Many customers have expressed the need for their end users’ (the non-IT Pro crowd) XenClient laptop experiences to be as familiar as those of laptops running Windows natively.  In one instance we spoke with an enterprise customer that wanted to provide its users with all the capabilities of a rich client laptop with all the administrative and manageability benefits of XenClient.  They also wanted to prevent users from accessing the Citrix Receiver for XenClient (XenClient User Interface).  Their main concern was that user access to the Citrix Receiver for XenClient environment would create support calls due to lack of familiarity or that lay users might inadvertently modify configuration settings (vCPU, memory, etc.) that would make their laptop experiences suboptimal.

There are now a set of features that allow you to essentially hide XenClient from regular users. So users can hit the power button and boot right into Windows, automatically connect to wireless networks, and even automatically sleep or power off XenClient when the user performs those actions within Windows.  I previously wrote a blog about the Autoboot VM feature that described steps to get a XenClient device to launch straight into the guest OS, for example, Windows 7.   The Autoboot VM feature allows users to power on their device and have it automatically start up one or more guest VM’s without any end user interaction and without login to Citrix Receiver for XenClient.  There are a couple of other features we’ve added that provide for a more seamless end user experience as well.

The Power Controls VM and Host feature allows the user to shut down the entire device when they shut down their VM.  To access this feature:

  • Go into the Citrix Receiver for XenClient
  • Select ‘Details’ for the VM whose properties you are trying to modify
  • Select ‘Power’  on the left side of the dialogue box
  • Select ‘Edit’ on the bottom right of the dialogue box
  • Select ‘Power Controls VM and Host’ (see figure below). 
  • Select ‘Save’ on the bottom right of the dialogue box


Power control affects VM and Host


Now when your user sleeps or powers down the VM from Windows start menu, the XenClient platform will sleep/shut down.  Again no user interaction with the Citrix Receiver for XenClient is required to shut down the device.
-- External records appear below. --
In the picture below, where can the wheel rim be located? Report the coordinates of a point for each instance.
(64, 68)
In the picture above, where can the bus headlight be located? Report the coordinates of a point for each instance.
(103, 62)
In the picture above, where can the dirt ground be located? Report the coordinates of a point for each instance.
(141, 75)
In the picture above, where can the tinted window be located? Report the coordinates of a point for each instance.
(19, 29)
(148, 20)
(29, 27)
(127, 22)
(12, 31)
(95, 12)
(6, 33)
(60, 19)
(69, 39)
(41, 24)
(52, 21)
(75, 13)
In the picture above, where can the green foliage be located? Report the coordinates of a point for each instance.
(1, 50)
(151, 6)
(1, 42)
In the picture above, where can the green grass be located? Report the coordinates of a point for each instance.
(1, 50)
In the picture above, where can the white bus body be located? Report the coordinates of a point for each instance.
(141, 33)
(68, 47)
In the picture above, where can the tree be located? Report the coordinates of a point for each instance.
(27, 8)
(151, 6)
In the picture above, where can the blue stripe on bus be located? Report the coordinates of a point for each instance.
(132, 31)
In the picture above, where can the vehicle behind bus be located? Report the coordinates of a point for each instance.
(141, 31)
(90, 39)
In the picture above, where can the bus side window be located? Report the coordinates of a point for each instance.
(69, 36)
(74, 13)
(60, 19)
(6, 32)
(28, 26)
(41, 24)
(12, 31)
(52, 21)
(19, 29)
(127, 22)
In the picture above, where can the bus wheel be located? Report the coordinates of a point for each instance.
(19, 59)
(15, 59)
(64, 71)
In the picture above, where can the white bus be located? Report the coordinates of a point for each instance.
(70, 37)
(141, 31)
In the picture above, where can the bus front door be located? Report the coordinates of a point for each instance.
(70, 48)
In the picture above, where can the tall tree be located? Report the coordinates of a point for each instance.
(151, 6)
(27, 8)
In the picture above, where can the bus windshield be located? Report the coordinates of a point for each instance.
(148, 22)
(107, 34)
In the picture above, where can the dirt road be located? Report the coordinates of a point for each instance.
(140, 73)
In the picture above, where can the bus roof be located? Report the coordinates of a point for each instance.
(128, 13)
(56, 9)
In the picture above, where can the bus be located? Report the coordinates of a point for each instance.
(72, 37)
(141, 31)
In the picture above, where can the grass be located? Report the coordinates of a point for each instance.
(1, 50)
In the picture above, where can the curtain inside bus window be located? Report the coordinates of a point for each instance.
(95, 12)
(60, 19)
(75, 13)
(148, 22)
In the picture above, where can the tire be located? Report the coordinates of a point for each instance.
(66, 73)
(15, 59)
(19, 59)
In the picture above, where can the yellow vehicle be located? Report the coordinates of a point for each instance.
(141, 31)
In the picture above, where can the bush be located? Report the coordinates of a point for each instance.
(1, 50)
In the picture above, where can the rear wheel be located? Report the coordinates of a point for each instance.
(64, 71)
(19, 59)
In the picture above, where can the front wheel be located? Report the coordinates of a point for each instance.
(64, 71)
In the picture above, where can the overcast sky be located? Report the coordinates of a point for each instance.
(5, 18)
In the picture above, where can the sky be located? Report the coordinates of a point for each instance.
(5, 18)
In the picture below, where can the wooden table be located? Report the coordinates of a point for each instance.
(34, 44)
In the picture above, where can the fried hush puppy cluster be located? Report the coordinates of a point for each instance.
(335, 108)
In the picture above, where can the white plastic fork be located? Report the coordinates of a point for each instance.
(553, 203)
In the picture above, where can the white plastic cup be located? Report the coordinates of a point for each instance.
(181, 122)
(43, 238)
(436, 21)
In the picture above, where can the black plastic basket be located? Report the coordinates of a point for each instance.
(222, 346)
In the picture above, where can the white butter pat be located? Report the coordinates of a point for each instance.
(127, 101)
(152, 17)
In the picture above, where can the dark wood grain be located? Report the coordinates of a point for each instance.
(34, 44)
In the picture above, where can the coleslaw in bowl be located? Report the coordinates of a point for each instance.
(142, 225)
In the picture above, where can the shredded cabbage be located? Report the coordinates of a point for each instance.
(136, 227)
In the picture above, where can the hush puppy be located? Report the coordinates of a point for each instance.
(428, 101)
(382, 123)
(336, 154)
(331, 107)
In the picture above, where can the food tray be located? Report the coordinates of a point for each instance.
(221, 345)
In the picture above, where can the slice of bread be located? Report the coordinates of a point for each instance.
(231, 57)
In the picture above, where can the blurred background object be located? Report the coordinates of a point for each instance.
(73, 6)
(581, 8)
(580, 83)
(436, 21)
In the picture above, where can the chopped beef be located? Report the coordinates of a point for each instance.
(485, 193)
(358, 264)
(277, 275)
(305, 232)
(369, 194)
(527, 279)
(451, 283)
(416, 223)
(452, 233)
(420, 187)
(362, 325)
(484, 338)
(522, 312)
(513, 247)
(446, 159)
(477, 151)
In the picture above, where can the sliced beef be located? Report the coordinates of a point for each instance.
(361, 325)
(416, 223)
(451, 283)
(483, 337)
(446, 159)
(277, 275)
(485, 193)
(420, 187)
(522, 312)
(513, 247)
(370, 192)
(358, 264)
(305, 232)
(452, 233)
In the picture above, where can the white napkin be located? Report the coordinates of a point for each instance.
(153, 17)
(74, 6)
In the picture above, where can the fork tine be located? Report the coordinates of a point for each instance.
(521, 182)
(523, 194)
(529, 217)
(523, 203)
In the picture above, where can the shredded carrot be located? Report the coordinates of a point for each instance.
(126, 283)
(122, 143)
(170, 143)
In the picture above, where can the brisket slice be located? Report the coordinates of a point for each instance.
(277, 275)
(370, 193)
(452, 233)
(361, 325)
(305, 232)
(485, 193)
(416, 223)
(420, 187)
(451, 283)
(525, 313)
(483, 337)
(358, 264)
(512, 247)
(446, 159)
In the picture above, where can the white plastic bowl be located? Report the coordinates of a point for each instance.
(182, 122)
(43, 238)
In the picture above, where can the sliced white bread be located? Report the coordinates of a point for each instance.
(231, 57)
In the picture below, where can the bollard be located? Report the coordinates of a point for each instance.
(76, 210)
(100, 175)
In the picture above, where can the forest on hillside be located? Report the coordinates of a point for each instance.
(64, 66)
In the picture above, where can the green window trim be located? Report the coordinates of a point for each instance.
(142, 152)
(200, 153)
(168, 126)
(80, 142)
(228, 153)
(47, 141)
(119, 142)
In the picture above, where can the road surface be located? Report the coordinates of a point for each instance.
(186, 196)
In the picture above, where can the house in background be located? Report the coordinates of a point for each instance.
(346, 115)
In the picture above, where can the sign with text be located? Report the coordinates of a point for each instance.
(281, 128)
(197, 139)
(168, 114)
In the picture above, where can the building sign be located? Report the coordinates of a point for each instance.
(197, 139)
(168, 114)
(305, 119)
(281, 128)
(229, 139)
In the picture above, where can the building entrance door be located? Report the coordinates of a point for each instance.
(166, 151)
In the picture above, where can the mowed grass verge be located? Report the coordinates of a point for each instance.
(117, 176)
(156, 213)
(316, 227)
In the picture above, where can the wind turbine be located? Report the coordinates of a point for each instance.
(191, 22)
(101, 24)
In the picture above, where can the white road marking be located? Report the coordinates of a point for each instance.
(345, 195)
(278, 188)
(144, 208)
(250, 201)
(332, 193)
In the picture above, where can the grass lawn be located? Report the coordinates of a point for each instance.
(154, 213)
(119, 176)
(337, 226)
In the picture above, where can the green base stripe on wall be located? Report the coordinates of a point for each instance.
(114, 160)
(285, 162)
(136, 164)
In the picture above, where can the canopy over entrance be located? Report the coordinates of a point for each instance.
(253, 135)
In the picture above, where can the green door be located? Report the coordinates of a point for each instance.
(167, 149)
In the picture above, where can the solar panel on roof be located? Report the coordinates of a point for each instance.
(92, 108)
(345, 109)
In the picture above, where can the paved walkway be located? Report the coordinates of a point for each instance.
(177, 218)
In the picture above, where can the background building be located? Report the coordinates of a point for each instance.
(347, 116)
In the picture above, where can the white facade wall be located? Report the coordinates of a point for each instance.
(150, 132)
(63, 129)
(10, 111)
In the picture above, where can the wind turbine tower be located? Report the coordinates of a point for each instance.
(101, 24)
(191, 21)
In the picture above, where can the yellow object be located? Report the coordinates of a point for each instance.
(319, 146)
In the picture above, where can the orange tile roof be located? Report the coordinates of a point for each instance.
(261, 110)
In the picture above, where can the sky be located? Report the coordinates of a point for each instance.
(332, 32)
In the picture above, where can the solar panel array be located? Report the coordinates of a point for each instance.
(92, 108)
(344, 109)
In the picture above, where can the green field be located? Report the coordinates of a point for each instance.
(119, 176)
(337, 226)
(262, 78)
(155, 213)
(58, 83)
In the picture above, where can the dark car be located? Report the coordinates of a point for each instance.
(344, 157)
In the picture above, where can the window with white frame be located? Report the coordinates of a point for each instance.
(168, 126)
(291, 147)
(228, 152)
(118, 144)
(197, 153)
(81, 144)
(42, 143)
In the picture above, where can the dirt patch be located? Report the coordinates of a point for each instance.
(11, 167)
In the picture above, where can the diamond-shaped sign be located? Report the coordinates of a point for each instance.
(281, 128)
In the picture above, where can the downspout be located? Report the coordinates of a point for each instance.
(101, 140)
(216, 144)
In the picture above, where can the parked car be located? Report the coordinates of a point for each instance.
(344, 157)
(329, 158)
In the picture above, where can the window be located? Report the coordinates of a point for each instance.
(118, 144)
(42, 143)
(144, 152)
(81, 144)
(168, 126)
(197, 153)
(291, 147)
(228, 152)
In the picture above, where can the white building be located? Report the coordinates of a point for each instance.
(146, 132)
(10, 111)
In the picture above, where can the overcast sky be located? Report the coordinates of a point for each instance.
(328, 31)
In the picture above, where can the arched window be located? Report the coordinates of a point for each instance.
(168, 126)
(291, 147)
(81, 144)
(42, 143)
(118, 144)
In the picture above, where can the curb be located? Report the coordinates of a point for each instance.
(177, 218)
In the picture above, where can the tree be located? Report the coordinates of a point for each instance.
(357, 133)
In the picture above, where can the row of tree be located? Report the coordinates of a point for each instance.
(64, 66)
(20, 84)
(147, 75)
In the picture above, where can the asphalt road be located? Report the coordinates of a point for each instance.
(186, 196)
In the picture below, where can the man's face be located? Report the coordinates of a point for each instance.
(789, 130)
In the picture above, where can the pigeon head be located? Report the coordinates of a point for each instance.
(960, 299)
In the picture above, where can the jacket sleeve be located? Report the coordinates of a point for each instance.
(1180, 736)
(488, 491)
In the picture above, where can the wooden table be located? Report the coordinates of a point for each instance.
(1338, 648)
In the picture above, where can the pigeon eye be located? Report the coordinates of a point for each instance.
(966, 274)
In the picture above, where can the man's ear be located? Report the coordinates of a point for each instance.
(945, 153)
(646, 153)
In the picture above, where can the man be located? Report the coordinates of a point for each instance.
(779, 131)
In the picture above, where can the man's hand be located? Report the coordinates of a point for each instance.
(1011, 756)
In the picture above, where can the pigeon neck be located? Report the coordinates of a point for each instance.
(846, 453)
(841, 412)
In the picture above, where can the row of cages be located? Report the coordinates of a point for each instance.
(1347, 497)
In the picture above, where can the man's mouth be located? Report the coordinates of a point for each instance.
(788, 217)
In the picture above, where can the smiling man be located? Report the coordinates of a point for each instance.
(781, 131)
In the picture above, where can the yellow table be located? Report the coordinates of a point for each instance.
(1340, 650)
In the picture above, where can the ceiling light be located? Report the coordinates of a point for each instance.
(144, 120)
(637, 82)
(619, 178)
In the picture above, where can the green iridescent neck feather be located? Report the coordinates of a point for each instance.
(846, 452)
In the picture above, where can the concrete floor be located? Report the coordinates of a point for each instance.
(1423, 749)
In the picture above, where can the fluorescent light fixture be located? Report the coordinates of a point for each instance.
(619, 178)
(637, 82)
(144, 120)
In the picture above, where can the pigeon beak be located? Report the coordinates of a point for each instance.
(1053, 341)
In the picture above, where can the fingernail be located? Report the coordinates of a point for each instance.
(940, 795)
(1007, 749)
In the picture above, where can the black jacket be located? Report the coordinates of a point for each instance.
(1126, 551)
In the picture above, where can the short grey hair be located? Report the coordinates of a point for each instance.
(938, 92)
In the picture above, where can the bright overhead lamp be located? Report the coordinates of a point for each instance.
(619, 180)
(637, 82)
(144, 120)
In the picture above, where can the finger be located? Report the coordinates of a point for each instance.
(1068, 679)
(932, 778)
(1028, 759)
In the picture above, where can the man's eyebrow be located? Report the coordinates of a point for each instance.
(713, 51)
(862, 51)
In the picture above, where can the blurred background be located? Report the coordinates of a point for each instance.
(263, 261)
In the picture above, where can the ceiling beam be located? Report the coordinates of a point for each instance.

Another feature that helps provide a seamless user experience is Autoconnect.  This feature allows the device to automatically connect to the wireless network once the wireless profile has been configured (see figure below).  There are two flavors of wireless network to consider regarding this feature: those that broadcast SSID’s and those that don’t.  For those networks configured to not broadcast SSID’s:

  • Go into the Citrix Receiver for XenClient
  • Click on Network (at the top right hand of the page)
  • Select ‘Connect to Hidden Wireless Network’ and ­set the network’s profile in XenClient to “Attempt to scan for this network even when hidden”. 
We’ve found that a number of customers have configured their networks to not broadcast SSID’s.  It is important to note that while many companies have deployed non-broadcasting SSID’s, this approach is viewed as insecure – please refer to Microsoft’s guidance on using non-broadcasting wireless networks.

For those networks configured to broadcast SSID’s:

  • Go into the Citrix Receiver for XenClient
  • Click on Network (at the top right hand of the page)
  • Select ‘Create new wireless network’
  • Select ‘Connect automatically’ in the wireless profile


Wireless Autoconnect


In both scenarios described above, when the device is powered on, it will connect to the wireless network without any intervention from the end user. 

As enterprises start putting XenClient in production, they are looking for ways to provide a native user experience.  Autoboot VM, Power Controls VM and Host and Wireless Autoconnect are three features we’ve added to make the user experience more seamless and more like Windows.  Many customers have asked for these features to prevent confusion among their users and minimize the amount of training required with XenClient.  In the future, we’ll be looking to add other features that provide a native Windows experience.  Let us know if there are other features you’d like to see toward this end.